The ability of hyperglycaemia to enhance glucose uptake was evaluated in 9 non-insulin-dependent (NIDDM), 7 insulin-dependent (IDDM) diabetic subjects, and in 6 young and 9 older normal volunteers. Following overnight insulin-induced euglycaemia, a sequential three-step hyperglycaemic clamp (+ 2.8 + 5.6, and + 11.2 mmol/l above baseline) was performed with somatostatin plus replacing doses of basal insulin and glucagon, 3-3H-glucose infusion and indirect calorimetry. In the control subjects as a whole, glucose disposal increased at each hyperglycaemic step (13.1 +/- 0.6, 15.7 +/- 0.7, and 26.3 +/- 1.1 mumol/kg.min). In NIDDM (10.5 +/- 0.2, 12.1 +/- 1.0, and 17.5 +/- 1.1 mumol/kg.min), and IDDM (11.2 +/- 0.8, 12.9 +/- 1.0, and 15.6 +/- 1.1 mumol/kg.min) glucose disposal was lower during all three steps (p < 0.05-0.005). Hepatic glucose production declined proportionally to plasma glucose concentration to a similar extent in all four groups of patients. In control subjects, hyperglycaemia stimulated glucose oxidation (+4.4 +/- 0.7 mumol/kg.min) only at +11.2 mmol/l (p < 0.05), while non-oxidative glucose metabolism increased at each hyperglycaemic step (+3.1 +/- 0.7; +3.5 +/- 0.9, and +10.8 +/- 1.7 mumol/kg.min; all p < 0.05). In diabetic patients, no increment in glucose oxidation was elicited even at the highest hyperglycaemic plateau (IDDM = +0.5 +/- 1.5; NIDDM = +0.2 +/- 0.6 mumol/kg.min) and non-oxidative glucose metabolism was hampered (IDDM = +1.8 +/- 1.5, +3.1 +/- 1.7, and +4.3 +/- 1.8; NIDDM = +0.7 +/- 0.6, 2.1 +/- 0.9, and +7.0 +/- 0.8 mumol/kg.min; p < 0.05-0.005). Blood lactate concentration increased and plasma non-esterified fatty acid (NEFA) fell in control (p < 0.05) but not in diabetic subjects. The increments in blood lactate were correlated with the increase in non-oxidative glucose disposal and with the decrease in plasma NEFA. In conclusion: 1) the ability of hyperglycaemia to promote glucose disposal is impaired in NIDDM and IDDM; 2) stimulation of glucose oxidation and non-oxidative glucose metabolism accounts for glucose disposal; 3) both pathways of glucose metabolism are impaired in diabetic patients; 4) impaired ability of hyperglycaemia to suppress plasma NEFA is present in these patients. These results suggest that glucose resistance, that is the ability of glucose itself to promote glucose utilization, is impaired in both IDDM and NIDDM patients.
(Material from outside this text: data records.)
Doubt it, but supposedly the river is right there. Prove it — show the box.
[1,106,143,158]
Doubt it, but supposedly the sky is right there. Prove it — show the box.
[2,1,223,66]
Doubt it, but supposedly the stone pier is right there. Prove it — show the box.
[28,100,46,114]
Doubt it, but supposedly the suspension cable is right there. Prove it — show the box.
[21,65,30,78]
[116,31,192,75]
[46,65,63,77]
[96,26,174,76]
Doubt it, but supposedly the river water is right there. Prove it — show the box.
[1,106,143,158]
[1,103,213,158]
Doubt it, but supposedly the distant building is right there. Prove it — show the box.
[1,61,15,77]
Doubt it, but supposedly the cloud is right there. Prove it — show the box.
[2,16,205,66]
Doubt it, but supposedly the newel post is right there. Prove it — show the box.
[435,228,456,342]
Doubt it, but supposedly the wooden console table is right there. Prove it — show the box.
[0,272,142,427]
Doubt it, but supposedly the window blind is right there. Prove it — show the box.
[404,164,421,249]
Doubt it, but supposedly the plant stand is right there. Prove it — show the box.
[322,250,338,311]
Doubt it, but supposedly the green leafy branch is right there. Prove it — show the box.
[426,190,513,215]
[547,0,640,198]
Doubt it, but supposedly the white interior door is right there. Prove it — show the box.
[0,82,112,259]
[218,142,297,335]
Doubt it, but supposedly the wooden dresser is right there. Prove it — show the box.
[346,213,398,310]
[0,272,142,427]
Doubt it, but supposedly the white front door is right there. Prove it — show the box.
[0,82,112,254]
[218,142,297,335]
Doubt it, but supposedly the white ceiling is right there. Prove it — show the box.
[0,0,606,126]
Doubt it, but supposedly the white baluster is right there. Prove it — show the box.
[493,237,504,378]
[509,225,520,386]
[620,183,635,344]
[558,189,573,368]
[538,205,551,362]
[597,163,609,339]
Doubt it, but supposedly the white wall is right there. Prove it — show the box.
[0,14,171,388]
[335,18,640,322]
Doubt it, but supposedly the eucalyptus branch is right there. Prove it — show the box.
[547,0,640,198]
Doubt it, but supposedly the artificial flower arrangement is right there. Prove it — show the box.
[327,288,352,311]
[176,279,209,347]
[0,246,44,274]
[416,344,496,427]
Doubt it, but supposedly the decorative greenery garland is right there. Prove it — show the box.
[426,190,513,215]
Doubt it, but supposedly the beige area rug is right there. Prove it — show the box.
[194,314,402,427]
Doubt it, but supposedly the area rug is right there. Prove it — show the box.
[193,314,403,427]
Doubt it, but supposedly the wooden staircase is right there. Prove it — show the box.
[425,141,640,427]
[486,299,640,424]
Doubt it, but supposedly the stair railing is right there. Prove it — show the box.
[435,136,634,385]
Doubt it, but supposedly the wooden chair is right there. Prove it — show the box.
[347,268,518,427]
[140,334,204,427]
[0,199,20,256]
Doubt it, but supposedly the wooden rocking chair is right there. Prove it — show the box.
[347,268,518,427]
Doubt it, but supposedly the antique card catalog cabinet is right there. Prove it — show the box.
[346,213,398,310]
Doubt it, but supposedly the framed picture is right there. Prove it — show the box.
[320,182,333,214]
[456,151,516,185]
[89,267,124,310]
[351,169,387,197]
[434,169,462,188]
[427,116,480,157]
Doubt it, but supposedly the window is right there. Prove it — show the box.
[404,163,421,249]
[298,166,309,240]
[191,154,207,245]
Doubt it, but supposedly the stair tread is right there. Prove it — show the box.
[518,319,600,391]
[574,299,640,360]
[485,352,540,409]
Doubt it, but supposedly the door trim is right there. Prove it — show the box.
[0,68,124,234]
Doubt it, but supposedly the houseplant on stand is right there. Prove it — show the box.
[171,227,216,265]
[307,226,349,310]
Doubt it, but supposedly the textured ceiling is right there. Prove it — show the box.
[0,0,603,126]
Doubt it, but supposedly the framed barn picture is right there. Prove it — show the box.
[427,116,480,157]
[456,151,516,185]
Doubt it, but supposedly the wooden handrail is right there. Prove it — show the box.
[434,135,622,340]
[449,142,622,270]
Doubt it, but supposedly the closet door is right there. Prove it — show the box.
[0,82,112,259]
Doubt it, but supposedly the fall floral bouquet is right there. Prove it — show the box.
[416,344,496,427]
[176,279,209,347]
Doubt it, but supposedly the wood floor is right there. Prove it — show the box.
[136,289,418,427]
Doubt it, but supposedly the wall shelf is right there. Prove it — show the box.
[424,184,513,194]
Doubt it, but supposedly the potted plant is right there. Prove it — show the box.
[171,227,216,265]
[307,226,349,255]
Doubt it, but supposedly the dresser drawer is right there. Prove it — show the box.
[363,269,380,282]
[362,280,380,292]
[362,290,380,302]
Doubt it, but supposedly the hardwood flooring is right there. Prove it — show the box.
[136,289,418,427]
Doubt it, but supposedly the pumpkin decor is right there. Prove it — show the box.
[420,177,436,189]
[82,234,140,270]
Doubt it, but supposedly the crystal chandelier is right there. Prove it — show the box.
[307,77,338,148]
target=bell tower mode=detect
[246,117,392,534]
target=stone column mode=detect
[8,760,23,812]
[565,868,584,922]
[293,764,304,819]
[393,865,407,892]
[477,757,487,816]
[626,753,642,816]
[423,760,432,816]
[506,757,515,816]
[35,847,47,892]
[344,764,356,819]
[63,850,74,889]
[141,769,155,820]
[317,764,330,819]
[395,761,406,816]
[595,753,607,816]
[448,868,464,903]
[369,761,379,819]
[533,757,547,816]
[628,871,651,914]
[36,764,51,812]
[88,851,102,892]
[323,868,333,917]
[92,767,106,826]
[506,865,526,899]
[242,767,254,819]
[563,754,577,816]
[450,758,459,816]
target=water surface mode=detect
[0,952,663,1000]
Studies on the mass action effect of glucose in NIDDM and IDDM: evidence for glucose resistance / Del, Prato; M., Matsuda; D. C., Simonson; L. C., Groop; P., Sheehan; F., Leonetti; Bonadonna, Riccardo; R. A., Defronzo. - In: DIABETOLOGIA. - ISSN 0012-186X. - 40:(1997), pp. 687-697.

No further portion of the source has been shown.